A better analogy that I’ve proposed before is rationalization. Calling rationalization “quasi-rationality”, makes the absurdity clearer. Rationalization isn’t sort-of rational. Rationalization doesn’t “play some key roles” of rationality. Rationalization and rationality do not share a “core” that are usefully co-extensive.
Don’t underestimate the adversarial institutional reification of anthropomorphism here. Don’t mistake anti-inductive nature for harmless un-inductive nature or worse, inductive nature. That’s like mistaking rationalization for just noise, or worse, essentially rationality. Rationalization is a kind of referential parasitism on the phenomena of rationality, and the reason to consider it adjacent to rationality is only to be watchful of how it is cleverly simulating your familiar notion.
This is the Sharp Left Turn of referential alignment. Don’t fall for the similarity. AI minds and bodies do not refer like human minds and bodies do. Our referential activity may be very similar up to a point (and incrementally duct-taped and patched to fix any seeming discrepancies) and then totally bizarre beyond specific contexts. Reliance on some “core” will create bad shocks.
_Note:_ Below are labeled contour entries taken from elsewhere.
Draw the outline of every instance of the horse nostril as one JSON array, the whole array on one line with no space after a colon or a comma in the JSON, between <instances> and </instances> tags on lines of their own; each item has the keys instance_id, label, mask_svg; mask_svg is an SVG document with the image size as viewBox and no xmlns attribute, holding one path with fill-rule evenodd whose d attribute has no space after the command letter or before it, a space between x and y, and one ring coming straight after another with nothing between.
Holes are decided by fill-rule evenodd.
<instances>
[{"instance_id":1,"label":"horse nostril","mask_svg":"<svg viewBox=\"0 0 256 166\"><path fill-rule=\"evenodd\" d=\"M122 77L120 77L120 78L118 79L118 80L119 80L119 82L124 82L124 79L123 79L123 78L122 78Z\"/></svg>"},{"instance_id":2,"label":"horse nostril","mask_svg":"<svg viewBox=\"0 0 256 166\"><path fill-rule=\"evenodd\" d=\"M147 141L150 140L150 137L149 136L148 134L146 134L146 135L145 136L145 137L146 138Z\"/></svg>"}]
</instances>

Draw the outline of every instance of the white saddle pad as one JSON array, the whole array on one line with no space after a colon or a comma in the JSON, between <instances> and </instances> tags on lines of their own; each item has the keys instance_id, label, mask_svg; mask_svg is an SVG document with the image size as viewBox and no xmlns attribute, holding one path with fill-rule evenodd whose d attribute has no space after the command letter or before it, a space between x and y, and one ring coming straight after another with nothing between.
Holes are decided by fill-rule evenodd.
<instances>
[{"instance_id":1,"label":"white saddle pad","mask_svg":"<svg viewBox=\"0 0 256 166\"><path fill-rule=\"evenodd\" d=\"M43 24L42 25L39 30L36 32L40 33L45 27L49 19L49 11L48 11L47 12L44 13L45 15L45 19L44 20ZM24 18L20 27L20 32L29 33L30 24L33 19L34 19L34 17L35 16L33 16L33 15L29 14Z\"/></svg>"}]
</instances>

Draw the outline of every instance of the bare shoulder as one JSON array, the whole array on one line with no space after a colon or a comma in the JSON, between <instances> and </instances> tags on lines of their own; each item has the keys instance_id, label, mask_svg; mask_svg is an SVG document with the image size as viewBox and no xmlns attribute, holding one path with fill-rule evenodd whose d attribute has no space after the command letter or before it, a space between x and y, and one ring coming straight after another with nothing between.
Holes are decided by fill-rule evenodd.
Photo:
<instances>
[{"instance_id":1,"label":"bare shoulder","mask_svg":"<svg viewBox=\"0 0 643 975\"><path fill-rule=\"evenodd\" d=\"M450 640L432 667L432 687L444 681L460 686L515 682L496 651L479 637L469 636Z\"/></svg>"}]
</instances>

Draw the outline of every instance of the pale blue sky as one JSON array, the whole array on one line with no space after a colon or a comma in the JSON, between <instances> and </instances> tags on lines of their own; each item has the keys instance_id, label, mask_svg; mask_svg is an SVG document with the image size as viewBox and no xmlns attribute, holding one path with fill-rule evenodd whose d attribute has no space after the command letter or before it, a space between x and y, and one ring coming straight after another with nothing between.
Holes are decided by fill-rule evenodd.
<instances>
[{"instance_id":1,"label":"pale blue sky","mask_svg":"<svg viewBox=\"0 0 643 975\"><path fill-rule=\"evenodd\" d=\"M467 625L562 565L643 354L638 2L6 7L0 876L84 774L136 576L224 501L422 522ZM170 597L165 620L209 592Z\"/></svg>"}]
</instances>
I’ve critiqued elsewhere the dependence on northstars of “cores”, “invariants”, “convergences” in general, as only being able to deal with the intersection of phenomena. Hopefully this becomes more compelling as alternative methodologies become possible with AI-assistance, as outlined somewhat in the previous link. (Also more compelling as AI systems prove our existing models and metaphors cannot be simply repurposed with minor modifications.) Instead of talking about quasi-beliefs, you might create a label for the X-belief for each different context X, that may have extremely specific connections and disconnections with the various implications we tend to assume for beliefs. This would require tracking “disorders”, where AI systems absurdly do only some of the things that you would normally do with “beliefs” and “selfs”.
The commitment to non-anthropomorphism is more clearly now an ongoing practice beyond words, not something we can do with abstract analysis or redefining terms. It will soon be as hard as or harder than any other systemic issue today, with subtle ideological collusion to keep you convinced that the artificial substitute is basically no different than the real thing and how any toxic seams will be ironed out in v0.4.
(Don’t mistake this as being apathetic to potential machine suffering. On the contrary, this vigilance of our projections should mitigate issues of reverse alignment—where we assume happy text content output is synonymous with machine welfare but they’re suffering inside. Dealmaking proposals are often great examples of this unthinkingness.)